Singer-songwriter Yirrmal Marika is among the four acts performing from the shores of the Gove Peninsula over the next month.
He said online audiences could expect to get a genuine feel of the country that birthed the culture and music that would be on show.
“I hear so much feedback that people really enjoy, and they feel the spirit of this part of the country in Arnhem Land that I sing about,” he said.
“Other [performers] are living in their own regions and areas of land, and they govern that area.
“They sing about that country and they share.
“We can share stories through contemporary music and every tone hits each individual person’s heart, because we are telling the truth of the land.”
Yirrmal has toured internationally but has spent his time during the coronavirus pandemic at home in Arnhem Land. (Supplied: Yolngu Radio)
Staying creative amid crisis
The performance series was conceived as a way to keep the rich local music scene of north east Arnhem Land thriving while pandemic precautions were in place.
Travel to and from remote parts of the Northern Territory is being tightly controlled under efforts to protect communities from the spread of COVID-19.
The executive producer of the concert series and manager of Yolngu Radio, Nicholas O’Riley, said the performances were a creative outlet.
Yirrnga Yunupingu was the first musician to perform for a new online series of concerts from Arnhem Land. (Supplied: Yolngu Radio)
“It gives these bands an opportunity to keep playing, keep being creative and keep writing music,” he said.
“And [it also helps] getting their music out to a whole new audience.”
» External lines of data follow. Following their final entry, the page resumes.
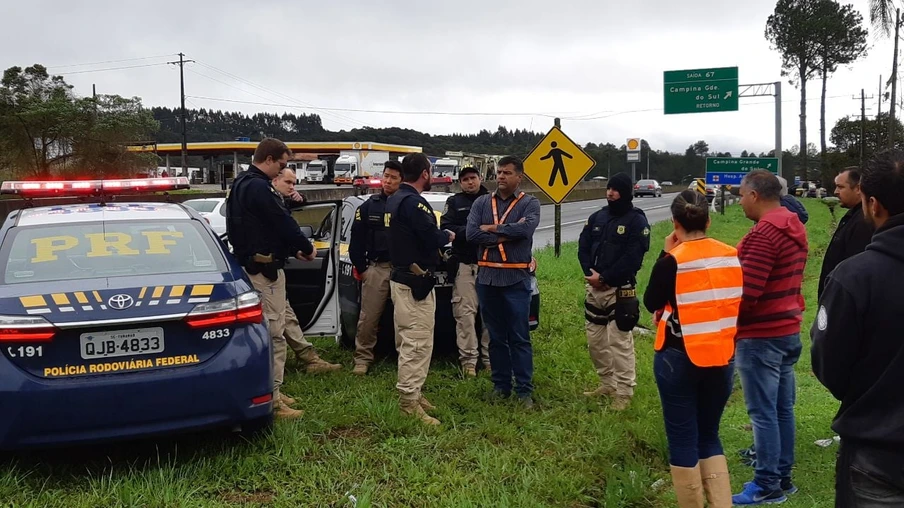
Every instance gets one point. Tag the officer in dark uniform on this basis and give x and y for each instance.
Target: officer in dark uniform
(462, 269)
(610, 250)
(414, 243)
(263, 235)
(369, 253)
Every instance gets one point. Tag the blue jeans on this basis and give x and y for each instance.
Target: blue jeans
(766, 367)
(505, 312)
(693, 399)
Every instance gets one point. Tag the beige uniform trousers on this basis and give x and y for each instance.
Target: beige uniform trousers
(464, 309)
(273, 299)
(374, 293)
(414, 321)
(611, 349)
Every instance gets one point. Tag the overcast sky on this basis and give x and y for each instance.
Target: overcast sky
(597, 64)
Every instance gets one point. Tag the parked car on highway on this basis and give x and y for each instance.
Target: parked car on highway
(647, 188)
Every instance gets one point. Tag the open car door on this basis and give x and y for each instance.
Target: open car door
(312, 286)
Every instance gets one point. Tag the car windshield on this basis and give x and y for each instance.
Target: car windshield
(108, 249)
(201, 205)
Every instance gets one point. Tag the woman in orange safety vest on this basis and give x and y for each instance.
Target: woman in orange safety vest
(695, 293)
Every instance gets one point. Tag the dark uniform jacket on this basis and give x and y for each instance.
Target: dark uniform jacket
(851, 237)
(614, 245)
(455, 219)
(370, 236)
(857, 349)
(257, 221)
(413, 234)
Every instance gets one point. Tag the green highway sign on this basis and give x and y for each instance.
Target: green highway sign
(731, 170)
(701, 90)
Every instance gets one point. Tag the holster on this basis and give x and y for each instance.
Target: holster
(627, 308)
(452, 267)
(420, 285)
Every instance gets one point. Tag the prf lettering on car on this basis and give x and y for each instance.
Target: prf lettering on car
(105, 244)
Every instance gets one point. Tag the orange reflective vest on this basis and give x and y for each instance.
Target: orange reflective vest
(501, 220)
(708, 289)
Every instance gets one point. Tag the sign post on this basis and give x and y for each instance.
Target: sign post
(700, 90)
(556, 166)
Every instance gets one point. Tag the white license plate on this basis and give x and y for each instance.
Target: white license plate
(138, 341)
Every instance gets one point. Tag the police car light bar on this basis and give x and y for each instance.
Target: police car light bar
(62, 188)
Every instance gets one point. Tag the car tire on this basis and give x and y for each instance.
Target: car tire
(256, 427)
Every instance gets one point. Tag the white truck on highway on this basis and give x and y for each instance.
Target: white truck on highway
(358, 163)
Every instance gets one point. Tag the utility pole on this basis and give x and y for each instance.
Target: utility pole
(894, 83)
(181, 64)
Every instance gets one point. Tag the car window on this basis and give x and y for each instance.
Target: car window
(108, 249)
(201, 205)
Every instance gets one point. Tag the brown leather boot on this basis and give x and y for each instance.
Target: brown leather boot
(319, 366)
(413, 407)
(601, 391)
(716, 481)
(688, 486)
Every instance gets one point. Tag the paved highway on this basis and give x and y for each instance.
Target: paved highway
(575, 214)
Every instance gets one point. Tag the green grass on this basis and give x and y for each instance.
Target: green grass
(352, 441)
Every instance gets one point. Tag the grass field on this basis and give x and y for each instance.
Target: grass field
(353, 448)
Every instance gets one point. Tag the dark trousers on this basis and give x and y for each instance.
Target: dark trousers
(868, 477)
(693, 399)
(505, 312)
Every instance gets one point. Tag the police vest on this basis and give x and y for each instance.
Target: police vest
(484, 261)
(708, 289)
(377, 234)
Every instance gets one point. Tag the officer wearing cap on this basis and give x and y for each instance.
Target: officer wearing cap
(414, 243)
(263, 235)
(611, 249)
(369, 253)
(462, 269)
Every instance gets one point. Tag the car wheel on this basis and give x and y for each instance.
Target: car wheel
(256, 427)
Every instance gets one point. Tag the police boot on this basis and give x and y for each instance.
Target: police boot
(716, 481)
(601, 391)
(425, 404)
(319, 365)
(413, 407)
(688, 486)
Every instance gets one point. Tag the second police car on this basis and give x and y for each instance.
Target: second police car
(130, 319)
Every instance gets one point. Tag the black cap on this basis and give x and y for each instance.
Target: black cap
(468, 169)
(623, 184)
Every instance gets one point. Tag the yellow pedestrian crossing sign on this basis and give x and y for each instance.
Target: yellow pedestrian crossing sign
(557, 165)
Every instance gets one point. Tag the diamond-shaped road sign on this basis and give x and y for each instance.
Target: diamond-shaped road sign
(557, 165)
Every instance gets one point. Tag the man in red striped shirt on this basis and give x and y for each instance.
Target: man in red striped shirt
(773, 257)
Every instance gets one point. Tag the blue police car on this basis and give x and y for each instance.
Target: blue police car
(131, 319)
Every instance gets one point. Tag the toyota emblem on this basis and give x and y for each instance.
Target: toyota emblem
(120, 302)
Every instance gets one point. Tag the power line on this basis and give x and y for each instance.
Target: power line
(111, 69)
(108, 62)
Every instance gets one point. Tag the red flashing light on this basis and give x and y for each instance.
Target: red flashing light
(62, 188)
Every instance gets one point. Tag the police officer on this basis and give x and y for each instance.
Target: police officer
(463, 271)
(610, 250)
(263, 236)
(304, 350)
(369, 252)
(414, 243)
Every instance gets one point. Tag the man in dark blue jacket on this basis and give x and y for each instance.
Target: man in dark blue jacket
(857, 349)
(611, 249)
(263, 235)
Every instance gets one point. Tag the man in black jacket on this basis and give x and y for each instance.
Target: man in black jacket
(857, 349)
(263, 235)
(463, 267)
(853, 233)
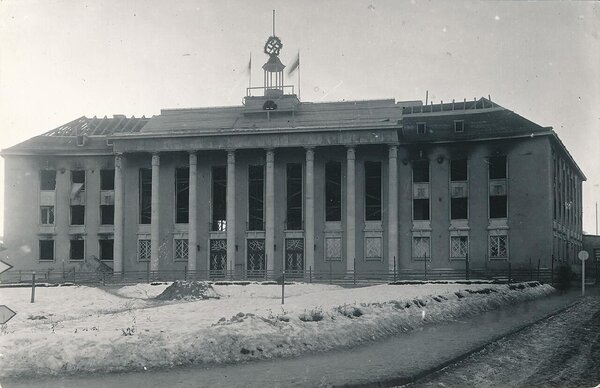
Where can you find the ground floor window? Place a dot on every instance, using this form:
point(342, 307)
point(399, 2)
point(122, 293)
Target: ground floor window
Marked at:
point(46, 250)
point(499, 247)
point(144, 249)
point(77, 250)
point(459, 247)
point(106, 249)
point(181, 249)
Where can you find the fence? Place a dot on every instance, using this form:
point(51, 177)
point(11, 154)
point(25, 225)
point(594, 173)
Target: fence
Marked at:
point(356, 277)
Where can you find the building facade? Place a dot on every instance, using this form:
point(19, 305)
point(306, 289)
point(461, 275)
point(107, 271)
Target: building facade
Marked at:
point(279, 184)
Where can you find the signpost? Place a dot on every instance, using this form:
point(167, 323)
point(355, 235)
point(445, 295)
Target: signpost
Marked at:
point(583, 256)
point(5, 314)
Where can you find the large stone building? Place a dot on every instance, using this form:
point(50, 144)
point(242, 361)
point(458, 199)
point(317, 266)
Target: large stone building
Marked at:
point(278, 183)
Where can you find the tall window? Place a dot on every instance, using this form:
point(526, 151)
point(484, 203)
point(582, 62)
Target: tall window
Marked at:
point(497, 196)
point(256, 179)
point(294, 196)
point(145, 195)
point(48, 180)
point(421, 190)
point(373, 191)
point(107, 179)
point(46, 250)
point(77, 250)
point(78, 180)
point(333, 191)
point(182, 195)
point(459, 201)
point(219, 198)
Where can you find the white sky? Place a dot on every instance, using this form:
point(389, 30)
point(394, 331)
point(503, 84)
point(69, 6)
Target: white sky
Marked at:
point(60, 60)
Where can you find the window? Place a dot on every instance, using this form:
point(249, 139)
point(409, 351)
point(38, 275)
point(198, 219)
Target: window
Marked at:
point(182, 195)
point(499, 247)
point(459, 126)
point(459, 208)
point(421, 171)
point(107, 214)
point(78, 180)
point(47, 215)
point(219, 198)
point(46, 250)
point(333, 191)
point(145, 195)
point(459, 247)
point(373, 191)
point(144, 249)
point(77, 250)
point(181, 249)
point(77, 215)
point(421, 248)
point(458, 170)
point(294, 196)
point(107, 179)
point(48, 180)
point(256, 179)
point(106, 249)
point(497, 167)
Mr O’Riley said communities in north-east Arnhem Land had been concerned about the impacts of coronavirus.
“A lot of the elders have real concerns. They are asking a lot of questions, and the right questions too, about how this is being handled,” he said.
“A lot of the community have gone back out to homelands and out bush and it is great for people to go back out on country.”
Marika, who is the grandson of the late Yothu Yindi lead singer Dr M Yunupingu, said creating music was a way for people to stay strong in a stressful time.
“It is really important for the music, that we can still play and tell stories. While there is still COVID-19 around there is no opportunity for us to get out,” he said.
He said the chance to share Yolngu music and culture with viewers from around the world was also special.
“What we believe, what we see in our heart and our eyes, we have been practising for thousands of years and it is still here,” he said.
“It is rich and beautiful … It is amazing to be a part of this area.”